Exemple : Mme Dupont n’a pas repris son poste après un arrêt maladie et ne répond plus aux appels depuis 10 jours. L’employeur lui envoie une lettre recommandée avec accusé de réception lui enjoignant de justifier son absence et de reprendre le travail sous un délai de 15 jours (délai respectant le minimum prévu par décret). Mme Dupont ne répond pas. À l’expiration du délai, l’employeur considère la relation de travail rompue et établit un solde de tout compte en considérant une démission. Si Mme Dupont conteste la rupture, elle peut saisir le conseil de prud’hommes : l’affaire ira directement devant le bureau de jugement, qui devra décider au fond dans le mois suivant sa saisine sur la nature réelle de la rupture et ses conséquences (réintégration, indemnités, etc.).
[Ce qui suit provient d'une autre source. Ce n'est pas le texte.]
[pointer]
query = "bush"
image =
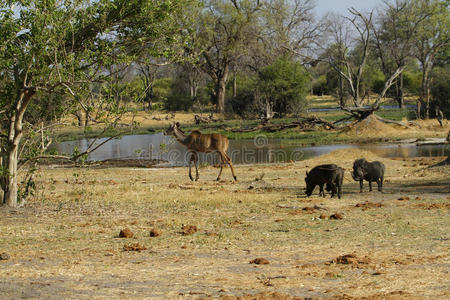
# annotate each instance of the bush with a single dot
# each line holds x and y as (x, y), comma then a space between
(243, 103)
(440, 91)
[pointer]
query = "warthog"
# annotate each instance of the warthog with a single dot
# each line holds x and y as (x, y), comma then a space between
(370, 171)
(331, 175)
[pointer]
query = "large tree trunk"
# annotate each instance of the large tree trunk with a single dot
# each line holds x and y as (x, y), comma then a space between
(220, 92)
(399, 91)
(426, 85)
(10, 194)
(10, 151)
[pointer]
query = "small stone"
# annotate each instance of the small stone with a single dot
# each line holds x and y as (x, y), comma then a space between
(259, 261)
(336, 216)
(4, 256)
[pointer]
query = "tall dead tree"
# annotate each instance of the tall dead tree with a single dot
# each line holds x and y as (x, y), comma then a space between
(351, 71)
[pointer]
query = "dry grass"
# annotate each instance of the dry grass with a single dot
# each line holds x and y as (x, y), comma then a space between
(64, 243)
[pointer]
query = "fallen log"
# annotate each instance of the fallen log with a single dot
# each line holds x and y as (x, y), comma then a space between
(305, 123)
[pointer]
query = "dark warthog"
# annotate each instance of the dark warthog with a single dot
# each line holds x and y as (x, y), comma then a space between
(330, 174)
(370, 171)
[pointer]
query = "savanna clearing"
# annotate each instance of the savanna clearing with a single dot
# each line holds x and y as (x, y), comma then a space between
(65, 242)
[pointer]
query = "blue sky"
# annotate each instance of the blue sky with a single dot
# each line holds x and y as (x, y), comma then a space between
(341, 6)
- Présomption de démission : le silence du salarié après une mise en demeure vaut présomption (non automatique) de démission.
- Formalisme exigé : la mise en demeure doit être adressée par lettre recommandée ou remise en main propre contre décharge et fixer un délai précis.
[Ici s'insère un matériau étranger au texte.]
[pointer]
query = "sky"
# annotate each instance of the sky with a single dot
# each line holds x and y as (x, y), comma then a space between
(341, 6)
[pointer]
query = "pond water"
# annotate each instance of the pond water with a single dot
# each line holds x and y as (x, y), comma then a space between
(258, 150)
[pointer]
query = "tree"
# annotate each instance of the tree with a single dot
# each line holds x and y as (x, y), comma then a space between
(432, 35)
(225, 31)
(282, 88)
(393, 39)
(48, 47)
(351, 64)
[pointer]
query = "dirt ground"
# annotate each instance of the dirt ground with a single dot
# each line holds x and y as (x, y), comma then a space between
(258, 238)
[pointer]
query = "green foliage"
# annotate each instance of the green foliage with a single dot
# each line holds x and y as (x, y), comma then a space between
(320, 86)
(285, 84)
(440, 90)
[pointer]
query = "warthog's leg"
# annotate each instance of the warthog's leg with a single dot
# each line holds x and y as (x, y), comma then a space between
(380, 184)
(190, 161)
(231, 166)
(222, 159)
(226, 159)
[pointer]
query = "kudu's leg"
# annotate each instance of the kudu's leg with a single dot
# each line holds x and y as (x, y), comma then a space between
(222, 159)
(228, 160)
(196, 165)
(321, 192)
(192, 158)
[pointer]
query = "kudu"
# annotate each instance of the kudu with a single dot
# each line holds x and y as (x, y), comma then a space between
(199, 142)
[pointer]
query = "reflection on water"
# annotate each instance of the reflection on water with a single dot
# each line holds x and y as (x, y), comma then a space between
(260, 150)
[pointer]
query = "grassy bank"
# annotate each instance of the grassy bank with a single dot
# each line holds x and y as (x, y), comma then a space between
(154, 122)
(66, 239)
- Délai minimum : le délai laissé au salarié ne peut être inférieur à une durée fixée par décret (vérifier le décret applicable).
- Preuves à conserver : l’employeur doit conserver la preuve de l’envoi ou de la remise contre décharge et du contenu de la mise en demeure.
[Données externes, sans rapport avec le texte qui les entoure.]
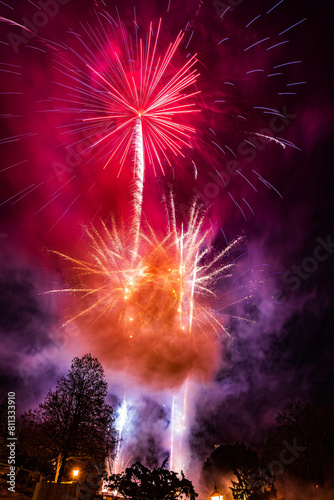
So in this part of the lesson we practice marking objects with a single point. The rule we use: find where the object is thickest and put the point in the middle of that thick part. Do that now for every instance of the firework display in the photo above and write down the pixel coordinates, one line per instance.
(148, 165)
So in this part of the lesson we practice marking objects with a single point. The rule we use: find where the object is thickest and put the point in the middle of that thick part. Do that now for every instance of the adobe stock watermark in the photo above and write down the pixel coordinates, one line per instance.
(287, 456)
(30, 27)
(309, 265)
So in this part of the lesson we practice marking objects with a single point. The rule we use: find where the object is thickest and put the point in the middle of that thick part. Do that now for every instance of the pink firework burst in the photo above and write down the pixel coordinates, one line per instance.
(131, 93)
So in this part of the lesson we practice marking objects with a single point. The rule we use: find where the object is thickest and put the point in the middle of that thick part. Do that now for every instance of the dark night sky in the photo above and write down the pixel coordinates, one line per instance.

- Recours du salarié : le salarié peut contester la présomption devant le conseil de prud’hommes.
- Procédure accélérée : le litige est directement porté devant le bureau de jugement qui statue au fond dans un délai d’un mois à compter de la saisine.
- Effets juridiques : si la présomption est confirmée, la rupture est qualifiée de démission (en principe pas d’indemnités de licenciement) ; si elle est écartée, la rupture peut être requalifiée (licenciement sans cause réelle et sérieuse, abandon de poste non justifié non retenu, etc.)
- Risques pour l’employeur : une mise en demeure irrégulière (mauvaise forme, défaut de preuve, délai insuffisant) peut empêcher la présomption et engager la responsabilité de l’employeur.